Everybody in Bengal tells us that a Bengali believes that there are only two reasons to be alive
My friend is not entirely off the mark because years ago our professor was lecturing on John Donne’s poems. Our classmate, a self-styled romantic revolutionary, and now a professor, began to snore. No, it wasn’t a comment on the teacher’s skill. It’s another issue that the professor did make things difficult for us with his peculiar accent.
Our classmate told us later that he had ignored the lecture because he had decided not to answer the questions on Donne for the examination.

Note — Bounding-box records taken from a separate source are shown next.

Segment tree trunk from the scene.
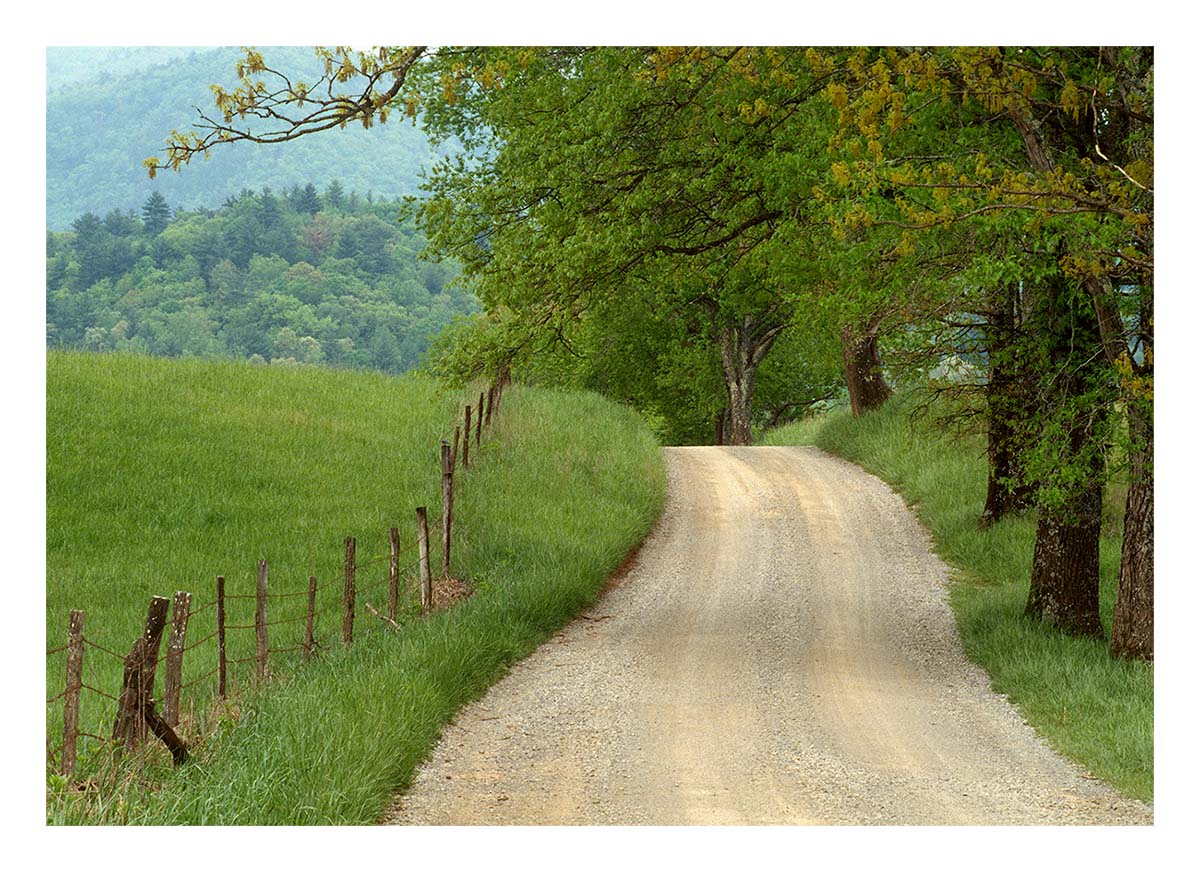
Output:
[713,407,730,445]
[1025,272,1104,638]
[720,317,785,445]
[1025,480,1104,638]
[841,319,892,417]
[1112,403,1154,661]
[979,287,1036,528]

But he did subsequently disclose the real reason behind his snoring. It was the huge plate of rice and fish curry he had had for breakfast. The combination is perhaps the most effective form of cure for insomnia in the world of alternative treatment.
“That, however, doesn’t mean a Bengali is lazy,” a Bengali friend hit back. And I agree with him. In my humble opinion, he is easy-paced because by nature he is opposed to what he feels is self-destructive materialism. He ignores or does not fancy middle-class credos like work is worship and there is no substitute for hard work.
He argues that something that involves manipulation, something that involves politicking and something that involves a high dose or often an overdose of sycophancy, should never be equated with worship or hard labour.
Even though most in Bengal, unlike other places, do not really have the luxuries of life, they have the emotional courage to live without them. They argue that there are families in a good number of “spurious” cities, where 60 per cent of the family-income goes towards the payment of instalments for “keep up with the Joneses” items.
Everybody in Bengal tells us that a Bengali believes that there are only two reasons to be alive. The first is reason and the second is freedom. And a Bengali has both. He has the reason to appreciate the futility of joining the rat race and he has freed himself from the pressure of materialistic wants.
Well, slothful or laborious, one has to treat them with respect because the strongest of the species comes from the state — the Royal Bengal tiger. A roar is enough when thousands act funny.